Hope this helps! I hate this bank! I am glad they went under!! I have also contacted the BBB.
Advanta Bank Corporation (801) 523-0858 
11850 S. Election Drive Draper. UT 84020



Ed the Roofer said:


> Don't worry guys, I don't get all pizzed off, even when chit like this happens.
> 
> The main thing is I wanted Google to index this post and pop up high on the search engines when someone is searching about Advanta, being a scam, rip off and fraud, per my opinion.
> 
> ...


----------



## ApgarNJ (Apr 16, 2006)

they went belly up and closed my acct. my rate was increased too for no reason. crooks.


----------



## tedanderson (May 19, 2010)

Not to defend those guys but ALL of the credit card companies are doing it. They just have different stipulations that would cause the rate to jump. Some stipulate that if your credit score is below a certain number or drops a certain amount of point within a 3 month period, then they will raise it. Others stipulate that if your debt to credit ratio exceeds a certain percentage, they will bump up your rate. And then my CC had this stupid rule where if you have too little activity on your account, they will bump up the interest rate.

Oh, BTW, if anyone was interested, I know quite a bit about how the credit bureau system works and I'd be glad to answer anyone's questions and give my advice freely. Please understand that I will not endorse any companies that provide these services. I'd just like to share what I know if it can be useful to anyone in this forum.


----------



## mhome (May 23, 2010)

I use to have Advanta for many years but since I always pay my balances in full I wasn't even aware of any problems.
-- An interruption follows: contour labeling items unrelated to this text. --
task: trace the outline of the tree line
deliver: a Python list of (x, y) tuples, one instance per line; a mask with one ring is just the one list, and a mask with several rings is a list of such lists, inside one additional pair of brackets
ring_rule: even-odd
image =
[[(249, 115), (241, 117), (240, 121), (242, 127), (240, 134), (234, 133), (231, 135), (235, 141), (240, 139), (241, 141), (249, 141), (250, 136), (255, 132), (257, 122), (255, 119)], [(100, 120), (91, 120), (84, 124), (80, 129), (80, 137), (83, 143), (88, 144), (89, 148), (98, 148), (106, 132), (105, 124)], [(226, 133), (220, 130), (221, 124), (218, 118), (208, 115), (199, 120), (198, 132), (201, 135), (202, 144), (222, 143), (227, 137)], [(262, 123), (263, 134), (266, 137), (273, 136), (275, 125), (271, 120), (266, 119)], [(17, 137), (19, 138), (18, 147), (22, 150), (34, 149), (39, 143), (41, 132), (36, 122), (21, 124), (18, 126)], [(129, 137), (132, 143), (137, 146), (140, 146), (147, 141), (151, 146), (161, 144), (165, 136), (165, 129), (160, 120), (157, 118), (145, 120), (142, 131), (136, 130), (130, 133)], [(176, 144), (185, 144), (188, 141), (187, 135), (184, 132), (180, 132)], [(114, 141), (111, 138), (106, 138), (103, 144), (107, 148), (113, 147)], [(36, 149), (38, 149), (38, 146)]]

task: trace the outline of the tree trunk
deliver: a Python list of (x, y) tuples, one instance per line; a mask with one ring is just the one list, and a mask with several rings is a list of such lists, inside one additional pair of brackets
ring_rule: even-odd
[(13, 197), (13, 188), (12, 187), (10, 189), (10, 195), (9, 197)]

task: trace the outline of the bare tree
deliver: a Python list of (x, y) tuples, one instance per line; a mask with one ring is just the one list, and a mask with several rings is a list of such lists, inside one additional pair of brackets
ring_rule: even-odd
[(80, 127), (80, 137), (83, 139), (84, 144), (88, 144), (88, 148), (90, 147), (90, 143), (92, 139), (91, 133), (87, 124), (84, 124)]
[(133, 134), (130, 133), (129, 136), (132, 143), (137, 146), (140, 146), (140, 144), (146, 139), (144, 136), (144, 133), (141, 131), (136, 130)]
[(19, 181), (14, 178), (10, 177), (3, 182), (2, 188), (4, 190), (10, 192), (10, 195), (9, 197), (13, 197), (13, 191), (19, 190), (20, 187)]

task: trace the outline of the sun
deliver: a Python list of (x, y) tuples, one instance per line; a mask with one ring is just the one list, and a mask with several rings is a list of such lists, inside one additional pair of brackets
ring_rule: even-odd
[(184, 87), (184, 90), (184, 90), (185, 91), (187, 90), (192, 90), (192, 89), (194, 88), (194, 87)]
At one point about a year ago they send me a letter stating that they are closing their Master Card operations and that American Express is all set up to take over my account, all I had to do is contact AE and I was done.
But we have to stay alert.
Banks are not our friends or partners !!!
They are in business to get to as much money out of us as possible.
I use my check book as often as I can.
Somehow I get a satisfaction not giving them all of my money.


----------